Tuesday 4 August 2015

Obama goes home to his roots

Washington: A part of Barrack Obama's heritage lies in Kenya. And on Thursday, it will be the third time he sets foot on the soil of his forebears, the first as president of the United States. The first time he went there he was met at the airport by a half sister and an aunt. “Welcome home”, the aunt said. It’s not clear if it was a mission accomplished then, for he went there to fill “a great emptiness” - He really wanted to know his heritage, who he was, and where he fit in. They traveled from the airport in an old Volkswagen Beetle and the silencer fell off during the ride into town!. As the aunt got out to go to work, she chided Obama not to “get lost again.”
During the visit, he experienced African hospitality and hostility. He slept on the sofa in the living room of his half sister, Auma, a professor at the University of Nairobi. He met most of his relatives, went to his father's village, and even met his grandfather's last wife Mama Sarah. He called her Granny. But he also witnessed hostility and division between the various wings of his family and travelling around the country brought him in contact with the hostility between the Luo and Kikuyu tribes and between Africans and Asians. 

Now, twenty-eight years later, he is the POTUS and on Thursday he returns there – No Volkswagen Beetle this time, but a long motorcade that includes an armored car. It was in 2006 that Obama returned to Kenya as a new senator, surrounded by media and a motorcade. That was but a miniature rehearsal of the current visit. 

Is he still confused? Difficult to say.

Obama was born in Hawaii. And at the start of his presidency, he was at the center of a mysterious rumor that said he was born in Kenya and thus ineligible to be the president. He kicked the rumor in the butt with a press briefing in 2011 that handed out a copy of his birth certificate that said he was born in Hawaii! 

He has, truth been told, enjoyed being celebrated as a son of Africa, though it has complicated his political identity.  But what do the Africans think of him and his contributions to their impoverished continent?

He is now into his second term, but during his first term, he avoided controversy, refusing to give in to his instincts to visit the land of his forebears. He spent a day in Africa far away from Kenya and didn't do much for the continent – or that's how some of the natives feel.

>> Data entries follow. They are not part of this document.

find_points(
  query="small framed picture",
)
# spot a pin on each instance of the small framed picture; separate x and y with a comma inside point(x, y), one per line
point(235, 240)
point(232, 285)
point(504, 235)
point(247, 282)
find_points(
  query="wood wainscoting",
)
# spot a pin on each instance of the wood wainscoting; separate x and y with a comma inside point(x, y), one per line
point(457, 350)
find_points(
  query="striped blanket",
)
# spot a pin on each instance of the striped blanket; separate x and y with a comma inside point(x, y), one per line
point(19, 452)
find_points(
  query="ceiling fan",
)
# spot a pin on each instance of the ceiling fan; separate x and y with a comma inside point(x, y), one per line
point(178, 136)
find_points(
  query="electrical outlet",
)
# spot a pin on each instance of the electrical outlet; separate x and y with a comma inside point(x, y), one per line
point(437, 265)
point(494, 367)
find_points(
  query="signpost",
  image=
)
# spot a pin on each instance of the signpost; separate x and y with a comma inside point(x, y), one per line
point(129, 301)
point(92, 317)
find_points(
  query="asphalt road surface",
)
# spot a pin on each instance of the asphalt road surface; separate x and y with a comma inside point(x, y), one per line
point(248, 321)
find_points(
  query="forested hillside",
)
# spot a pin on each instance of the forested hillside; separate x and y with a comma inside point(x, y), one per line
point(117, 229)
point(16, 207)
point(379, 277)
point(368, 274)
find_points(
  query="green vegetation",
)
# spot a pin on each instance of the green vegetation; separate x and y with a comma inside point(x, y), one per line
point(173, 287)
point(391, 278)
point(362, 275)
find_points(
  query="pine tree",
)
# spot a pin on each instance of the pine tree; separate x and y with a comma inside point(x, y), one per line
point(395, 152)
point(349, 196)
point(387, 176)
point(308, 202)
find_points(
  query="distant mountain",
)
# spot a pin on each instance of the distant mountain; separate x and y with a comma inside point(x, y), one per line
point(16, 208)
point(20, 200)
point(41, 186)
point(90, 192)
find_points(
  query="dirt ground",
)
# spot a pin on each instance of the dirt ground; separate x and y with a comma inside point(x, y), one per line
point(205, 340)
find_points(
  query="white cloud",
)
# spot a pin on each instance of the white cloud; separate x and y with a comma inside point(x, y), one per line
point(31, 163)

But now he seems interested. Last year saw him hosting a summit meeting in Washington for African leaders and recently batting for a renewal of an African trade preference program when it came before Congress.

Obama's African legacy

Obama is the first president to visit either Kenya or Ethiopia where he will go, after Kenya, while in office, and he is pushing for democracy, security and development. His Power Africa electrification program and his Feed the Future effort are the key initiatives that he is seeking to push during the visit. With this visit he would have made more trips to Africa than any of his predecessors.

“President Obama’s record on Africa will not only match that of his predecessors but, I will predict with confidence, will exceed it,” Susan E. Rice, his national security adviser told the New York Times.

Democracy and its principles will be high on his agenda, or should be, when he meets with President Uhuru Kenyatta, of Kenya, who had been charged with crimes against humanity for instigating ethnic violence until the case was dropped last December and Prime Minister Hailemariam Desalegn of Ethiopia, whose party and its allies won 100 percent of the seats in Parliament.

Obama had commenced his Electricity initiative in 2013 but the ground reality has not reflected its stated objectives so far. Ms. Rice however defended the program, saying that the program had been slow to get off the ground but was now “building up strength and capacity,” adding, “This is going to take time.”
Emotionally charged

"Dreams of my father: a story of race and inheritance", a book Obama wrote in 1995 as he was preparing to run for the IIinois senate, recalls his African roots, but its only now, when he returns to the land of his fore fathers, will he likely have to face up to the emotions it stirs. 

“Obviously, Kenya holds a special place for him, and it was central to that first book and, I think, central to his self-exploration,” said David Axelrod, Mr. Obama’s former White House senior adviser. “And I think he also knows what he represents there.” 

Obama  met his father only once, when he was 10, but he felt connected through him with Kenya and went there for the first time as a young man in 1987.
Burton, another former aide, said Kenya had shaped Mr. Obama’s identity as an African-American. “It’s obvious if you read his books, if you listen to what he’s said about his own biography, Kenya plays a very big role in how he thinks about the world and how he thinks about his relationship with other Americans,” Mr. Burton said.

Last week, Obama acknowledged that the visit could never be as it was when he first visited as a young man. Obviously he can’t go to his father's village, nor visit his grandfather's last wife Mama Sarah. However, they will be brought to him. That is the price of high office.

“It’s obviously something I’m looking forward to,” he said at a news conference. “I’ll be honest with you, visiting Kenya as a private citizen is probably more meaningful to me than visiting as president, because I can actually get outside of a hotel room or a conference center. And just the logistics of visiting a place are always tough as president. But it’s obviously symbolically important.”